Pediatric and adult multiple sclerosis (MS) share many genetic variants suggesting similar biological processes are present, a recent study found. Major histocompatibility complex (MHC) variants beyond HLA–DRB1*15:01 and HLA–A*02 are also associated with pediatric-onset MS (POMS). Researchers comprehensively investigated the association between established MHC and non-MHC adult MS-associated variants and susceptibility to POMS. Cases with onset <18 years (n=569) and controls (n=16,251) were included.
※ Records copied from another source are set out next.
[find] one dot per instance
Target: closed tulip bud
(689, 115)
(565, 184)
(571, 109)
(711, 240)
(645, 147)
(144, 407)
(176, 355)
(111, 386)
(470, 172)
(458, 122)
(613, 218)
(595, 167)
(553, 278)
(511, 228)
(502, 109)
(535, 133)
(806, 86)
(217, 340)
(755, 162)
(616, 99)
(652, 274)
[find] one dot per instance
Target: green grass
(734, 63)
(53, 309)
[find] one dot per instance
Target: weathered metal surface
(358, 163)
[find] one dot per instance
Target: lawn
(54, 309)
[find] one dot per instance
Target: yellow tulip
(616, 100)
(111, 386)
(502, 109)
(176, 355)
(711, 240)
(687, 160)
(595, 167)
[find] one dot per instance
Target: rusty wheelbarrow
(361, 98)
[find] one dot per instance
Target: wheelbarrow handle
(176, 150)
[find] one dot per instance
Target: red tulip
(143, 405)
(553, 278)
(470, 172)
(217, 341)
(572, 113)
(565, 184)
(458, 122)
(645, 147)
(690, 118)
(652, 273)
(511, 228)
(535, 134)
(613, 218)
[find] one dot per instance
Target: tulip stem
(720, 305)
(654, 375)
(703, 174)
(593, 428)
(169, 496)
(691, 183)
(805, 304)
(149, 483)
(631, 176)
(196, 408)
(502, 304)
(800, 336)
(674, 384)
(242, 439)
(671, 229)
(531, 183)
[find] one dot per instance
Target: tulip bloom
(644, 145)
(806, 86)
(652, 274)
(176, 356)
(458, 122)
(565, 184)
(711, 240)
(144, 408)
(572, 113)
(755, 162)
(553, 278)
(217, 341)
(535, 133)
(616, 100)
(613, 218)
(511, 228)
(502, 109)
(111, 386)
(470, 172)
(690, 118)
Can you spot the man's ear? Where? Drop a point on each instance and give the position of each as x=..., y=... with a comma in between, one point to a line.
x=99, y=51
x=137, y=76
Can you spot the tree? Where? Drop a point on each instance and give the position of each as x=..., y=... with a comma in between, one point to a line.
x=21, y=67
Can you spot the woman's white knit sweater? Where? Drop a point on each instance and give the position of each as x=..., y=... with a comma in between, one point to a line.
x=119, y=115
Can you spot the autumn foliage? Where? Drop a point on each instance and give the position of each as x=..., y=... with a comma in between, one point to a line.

Adjusted logistic regression and meta-analyses were performed for individual risk variants and a weighted genetic risk score (wGRS) for non-MHC variants. Results were compared to adult MS cases (n= 7,588). They found:
- HLA–DRB1*15:01 was strongly associated with POMS.
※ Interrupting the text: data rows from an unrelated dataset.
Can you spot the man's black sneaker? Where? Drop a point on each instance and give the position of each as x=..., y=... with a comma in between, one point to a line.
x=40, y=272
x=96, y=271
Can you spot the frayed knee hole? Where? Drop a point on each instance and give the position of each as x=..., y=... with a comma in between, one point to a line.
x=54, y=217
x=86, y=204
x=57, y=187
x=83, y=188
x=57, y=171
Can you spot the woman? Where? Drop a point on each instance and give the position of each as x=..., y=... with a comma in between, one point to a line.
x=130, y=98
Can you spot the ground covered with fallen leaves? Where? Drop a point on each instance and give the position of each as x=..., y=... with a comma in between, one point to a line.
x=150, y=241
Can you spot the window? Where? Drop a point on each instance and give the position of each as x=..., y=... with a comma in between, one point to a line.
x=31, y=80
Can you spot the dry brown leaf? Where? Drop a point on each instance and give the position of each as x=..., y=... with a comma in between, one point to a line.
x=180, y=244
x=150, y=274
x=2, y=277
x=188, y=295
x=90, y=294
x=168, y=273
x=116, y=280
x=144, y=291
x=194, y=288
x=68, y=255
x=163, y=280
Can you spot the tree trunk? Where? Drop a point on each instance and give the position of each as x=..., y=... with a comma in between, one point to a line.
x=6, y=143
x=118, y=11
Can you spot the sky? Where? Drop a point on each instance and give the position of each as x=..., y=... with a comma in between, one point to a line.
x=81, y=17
- Furthermore, 28 of 104 non-MHC variants studied (23%) were associated; POMS cases carried, on average, a higher burden of these 28 variants compared to adults, though the difference was not significant.
- The wGRS was strongly associated with POMS and higher, on average, when compared to adult cases.
Gianfrancesco MA, Stridh P, Shao X, et al. Genetic risk factors for pediatric-onset multiple sclerosis. [Published online ahead of print October 5, 2017]. Mult Scler. doi:10.1177/1352458517733551.